Son talent faisait le charme continuel de la société. Il se prêtait à tous les caprices, quelque acte de complaisance qu'on en exigeât. Sous les doigts de cette femme habile, le piano suffisait à tout ce que la circonstance pouvait en réclamer. Que de fois, dans nos réunions, n'a-t-il pas tenu lieu d'orchestre! Les airs que Mme Gail improvisait alors, à la demande des danseurs, retenaient dans le salon, comme auditeurs, ceux-là même pour qui la danse avait le moins d'attraits; et ces airs qui, à son insu, bientôt se répandaient dans Paris, n'étaient pas moins originaux, pas moins mélodieux que ceux qu'elle travaillait à loisir.
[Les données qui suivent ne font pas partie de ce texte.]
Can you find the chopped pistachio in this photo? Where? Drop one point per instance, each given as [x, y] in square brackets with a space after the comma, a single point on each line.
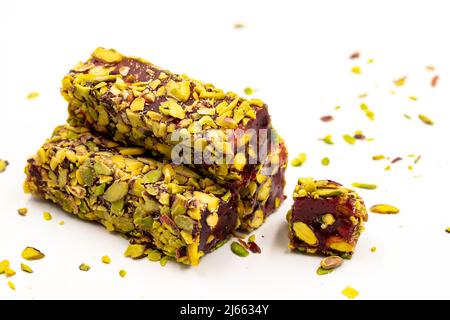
[400, 82]
[331, 262]
[321, 271]
[106, 260]
[30, 253]
[248, 91]
[384, 209]
[32, 95]
[328, 139]
[239, 250]
[47, 216]
[356, 69]
[11, 285]
[350, 292]
[297, 162]
[425, 119]
[325, 161]
[122, 273]
[26, 268]
[364, 185]
[84, 267]
[349, 139]
[135, 251]
[3, 165]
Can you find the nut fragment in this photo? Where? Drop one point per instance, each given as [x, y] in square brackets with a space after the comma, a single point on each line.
[135, 251]
[84, 267]
[364, 185]
[304, 233]
[331, 262]
[239, 250]
[26, 268]
[384, 209]
[30, 253]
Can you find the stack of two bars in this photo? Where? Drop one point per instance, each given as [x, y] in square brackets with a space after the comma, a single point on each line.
[119, 161]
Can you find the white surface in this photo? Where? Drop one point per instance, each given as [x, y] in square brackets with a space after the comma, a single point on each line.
[295, 53]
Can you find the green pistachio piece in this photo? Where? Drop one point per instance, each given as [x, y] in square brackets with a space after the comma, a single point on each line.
[184, 222]
[116, 191]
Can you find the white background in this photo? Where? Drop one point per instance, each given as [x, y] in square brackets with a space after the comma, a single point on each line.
[295, 53]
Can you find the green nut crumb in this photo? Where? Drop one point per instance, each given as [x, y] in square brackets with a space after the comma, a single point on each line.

À ce talent si supérieur, Mme Gail joignait toutes les qualités d'une femme aimable, tous les avantages d'une femme d'esprit. Dès sa première jeunesse, elle avait vécu dans la société des littérateurs et des poëtes les plus célèbres de l'époque. À la ville, dans la maison de son père, elle avait vu souvent La Harpe; elle avait rencontré souvent aussi Delille à la campagne, dans les bois de Meudon. Elle aimait la poésie avec passion; elle aimait avec passion tous les arts. Les talens, de quelque nature qu'ils fussent, n'avaient pas d'appréciateur plus délicat, plus enthousiaste. Ils ne sauraient trop la regretter.

L'amitié l'a regrettée plus encore. Mme Gail inspirait ce noble sentiment aussi vivement qu'elle le ressentait. Nous jugeons par nous-mêmes de la douleur que sa perte laisse dans la société intime dont elle était l'âme, et qui se composait surtout de ses vieux amis.

Une circonstance toute particulière a mêlé une émotion bien douce aux sentimens douloureux que cette femme si sincèrement aimante a dû éprouver en se voyant arracher, à la force de l'âge, à tout ce qu'elle aimait. L'unique fruit de son mariage, son fils s'était montré digne d'elle. Il avait remporté le prix sur le sujet proposé cette année-là par l'académie des belles-lettres. Le jour de deuil se changea pour cette mère en un jour de triomphe; et ce n'est qu'après avoir vu les lauriers sur le front de son enfant que ses yeux consolés se sont fermés pour jamais.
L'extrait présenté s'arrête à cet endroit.